From 10:45 to 12:15, our own Brecht De Man will be chairing and speaking in a Workshop on ‘New Developments in Listening Test Design.’ He’s quite a leader in this field, and has developed some great software that makes the set up, running and analysis of listening tests much simpler and still rigorous.

From 1 to 2 pm, there is the meeting of the Technical Committee on High Resolution Audio, of which I am co-chair along with Vicki Melchior. The Technical Committee aims for comprehensive understanding of high resolution audio technology in all its aspects. The meeting is open to all, so for those at the Convention, feel free to stop by.

Sunday evening at 6:30 is the Heyser lecture. This is quite prestigious, a big talk by one of the eminent people in the field. This one is given by Jorg Sennheiser of, well, Sennheiser Electronic.

Monday morning 10:45-12:15, there’s a tutorial on ‘Developing Novel Audio Algorithms and Plugins – Moving Quickly from Ideas to Real-time Prototypes,’ given by Mathworks, the company behind Matlab.

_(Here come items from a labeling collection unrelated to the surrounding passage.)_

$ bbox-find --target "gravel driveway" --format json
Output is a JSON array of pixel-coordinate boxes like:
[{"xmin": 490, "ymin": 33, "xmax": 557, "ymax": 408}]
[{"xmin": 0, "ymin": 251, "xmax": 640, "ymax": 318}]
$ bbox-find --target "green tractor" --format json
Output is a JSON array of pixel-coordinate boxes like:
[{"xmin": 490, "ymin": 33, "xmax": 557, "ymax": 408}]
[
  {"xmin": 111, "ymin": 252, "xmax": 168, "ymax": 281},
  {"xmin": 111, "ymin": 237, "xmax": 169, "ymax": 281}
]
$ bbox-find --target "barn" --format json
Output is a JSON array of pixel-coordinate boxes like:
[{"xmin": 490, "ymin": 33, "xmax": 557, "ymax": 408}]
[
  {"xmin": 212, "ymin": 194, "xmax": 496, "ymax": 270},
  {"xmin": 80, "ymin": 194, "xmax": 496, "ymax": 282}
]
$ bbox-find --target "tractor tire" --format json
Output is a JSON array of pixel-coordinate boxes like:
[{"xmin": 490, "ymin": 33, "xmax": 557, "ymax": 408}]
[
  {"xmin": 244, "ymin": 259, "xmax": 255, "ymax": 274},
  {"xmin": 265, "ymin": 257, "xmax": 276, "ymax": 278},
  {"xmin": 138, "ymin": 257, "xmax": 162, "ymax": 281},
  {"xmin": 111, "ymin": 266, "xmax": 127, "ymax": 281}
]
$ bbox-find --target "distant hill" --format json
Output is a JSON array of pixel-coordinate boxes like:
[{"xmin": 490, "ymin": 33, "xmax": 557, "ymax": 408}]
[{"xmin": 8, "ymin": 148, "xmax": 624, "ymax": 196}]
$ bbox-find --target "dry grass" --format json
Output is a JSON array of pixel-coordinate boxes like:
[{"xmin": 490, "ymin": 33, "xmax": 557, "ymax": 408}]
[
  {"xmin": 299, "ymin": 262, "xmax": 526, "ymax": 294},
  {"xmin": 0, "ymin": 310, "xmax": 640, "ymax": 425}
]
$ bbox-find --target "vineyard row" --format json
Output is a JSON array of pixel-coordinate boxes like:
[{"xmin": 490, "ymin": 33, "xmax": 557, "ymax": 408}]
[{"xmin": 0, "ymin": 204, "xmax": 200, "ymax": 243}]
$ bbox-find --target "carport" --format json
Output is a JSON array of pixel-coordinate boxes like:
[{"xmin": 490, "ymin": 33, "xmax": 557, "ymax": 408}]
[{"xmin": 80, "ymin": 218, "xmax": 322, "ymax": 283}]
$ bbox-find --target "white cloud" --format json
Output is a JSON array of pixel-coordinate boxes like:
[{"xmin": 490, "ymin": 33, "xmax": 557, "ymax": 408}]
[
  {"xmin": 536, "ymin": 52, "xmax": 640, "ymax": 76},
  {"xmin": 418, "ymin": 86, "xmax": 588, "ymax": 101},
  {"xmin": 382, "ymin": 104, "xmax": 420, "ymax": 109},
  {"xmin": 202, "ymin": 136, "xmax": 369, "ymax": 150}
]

They have a great new toolbox for audio plugin development, which should make life a bit simpler for all those students and researchers who know Matlab well and want to demo their work in an audio workstation.

Again in the mixing interface department, we look forward to hearing about ‘Formal Usability Evaluation of Audio Track Widget Graphical Representation for Two-Dimensional Stage Audio Mixing Interface‘ on Tuesday, 11-11:30. The authors gave us a taste of this work at the Workshop on Intelligent Music Production which our group hosted last September.

In the same session – which is all about ‘Recording and Live Sound‘ so very close to home – a new approach to acoustic feedback suppression is discussed in ‘Using a Speech Codec to Suppress Howling in Public Address Systems‘, 12-12:30. With several past projects on gain optimization for live sound, we are curious to hear (or not hear) the results!

The full program can be explored on the AES Convention planner or the Convention website. Come say hi to us if you’re there!